Grizzly 399, a bear that has attracted global adulation and fanfare, has made these movements before: In 2020, she spent most of November south of Highway 22, then returned to her normal haunts — and has stayed away since. But that was during the slowest time of year in Jackson Hole.

“We have concerns no matter what time of year,” Wyoming Game and Fish Department spokesman Mark Gocke told the Jackson Hole Daily. “But definitely, with the number of people who are visiting here right now, it elevates that level of concern.”

Grizzly 399 and her four cubs generally stayed out of trouble during her 2020 monthlong sojourn in the southern valley, though there were exceptions. The highly habituated sow, which has spent the last 15 years living amid thousands of park visitors, successfully exploited human-related foods on several occasions. She wiped out a beekeeper’s colony, got into livestock feed and fed for hours on pelleted, enriched molasses that had been spread out for wildlife in a Solitude Subdivision backyard.

The saying, “A fed bear is a dead bear,” has merit: Oftentimes food-motivated bruins are unable to break bad habits, such as raiding food in residential areas, once they learn the behavior.

But Grizzly 399 was an exception, at least initially.
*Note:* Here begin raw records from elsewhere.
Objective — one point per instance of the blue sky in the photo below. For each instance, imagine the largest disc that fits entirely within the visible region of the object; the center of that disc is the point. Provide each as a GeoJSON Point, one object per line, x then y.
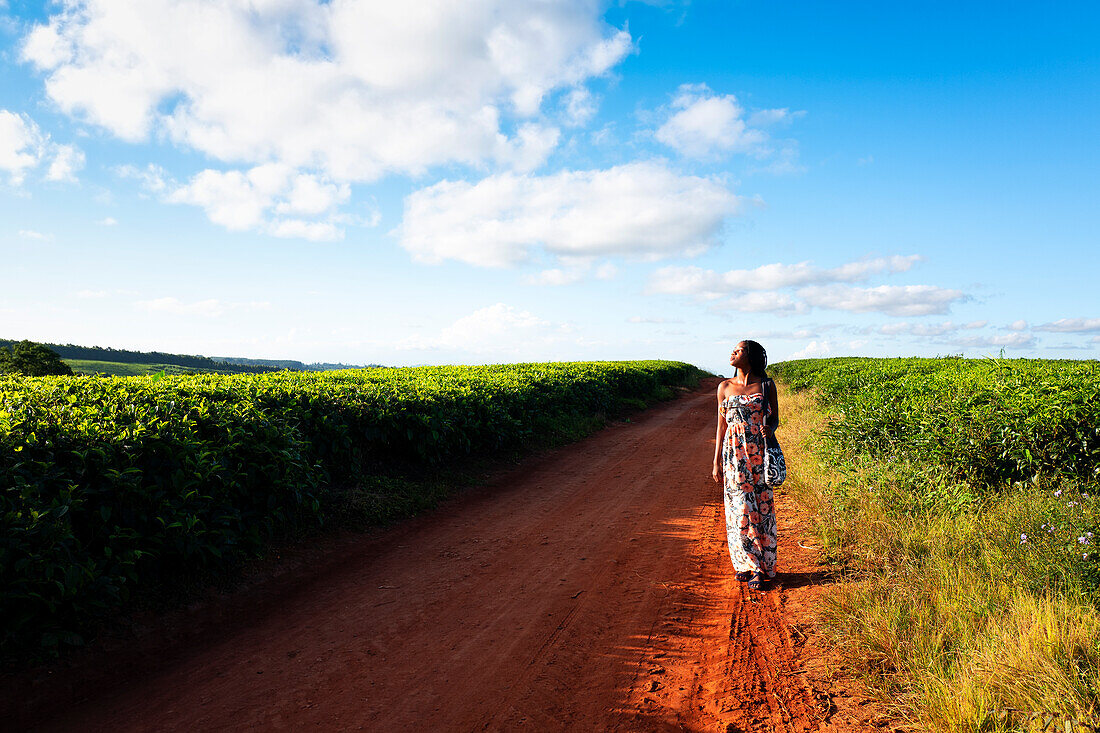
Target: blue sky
{"type": "Point", "coordinates": [491, 181]}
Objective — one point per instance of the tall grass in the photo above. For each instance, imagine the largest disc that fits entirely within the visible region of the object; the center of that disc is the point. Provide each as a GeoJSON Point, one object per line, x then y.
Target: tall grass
{"type": "Point", "coordinates": [972, 600]}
She successfully resumed her life as a wild bear, feeding on hunter-killed elk last winter and then elk calves this past spring. But already, her time outside the park is off to a rough start.

“Unfortunately, they got into some livestock feed yesterday,” Game and Fish bear biologist Mike Boyce said Wednesday.

Once word spread that Grizzly 399 was again south of the national park Tuesday, her faithful fan club began spreading word online, attempting to educate the tens of thousands of tourists and seasonal residents who are in Jackson Hole on any given day.

Savannah Burgess, a local wildlife photographer, urged people to remove their birdseed and hummingbird feeders, keep their garbage and pet food inside, and to protect other ursine edibles like chicken coops, beehives and compost piles. Teton County’s zoning code requires bear-proof garbage cans and mandates that birdfeeders be hung out of reach of bears.

Grizzly 399 and her four 1-year-old cubs were reported by the Aspens and by anglers floating the Snake River on Tuesday. Although the rumor mill was in overdrive about the grizzly family’s whereabouts Wednesday, the five bears were notably less visible, biologist Boyce said.

“It’s been really quiet,” he said Wednesday. “I haven’t been able to confirm anything today.”

For now, grizzly managers and those who follow the celebrity bears most closely are hoping for the best.

“Any road crossing with five bears is going to be fairly risky, especially with this many people,” Burgess said. “That’s definitely a major concern.”

Longtime Grizzly 399 advocate Ann Smith has been “fretting and worried” following the latest saga.

“It’s like my child has run away from home,” Smith said. “I’m disturbed that she got in livestock feed, but you can’t blame her. It’s like a buffet, and she’s just walking by.”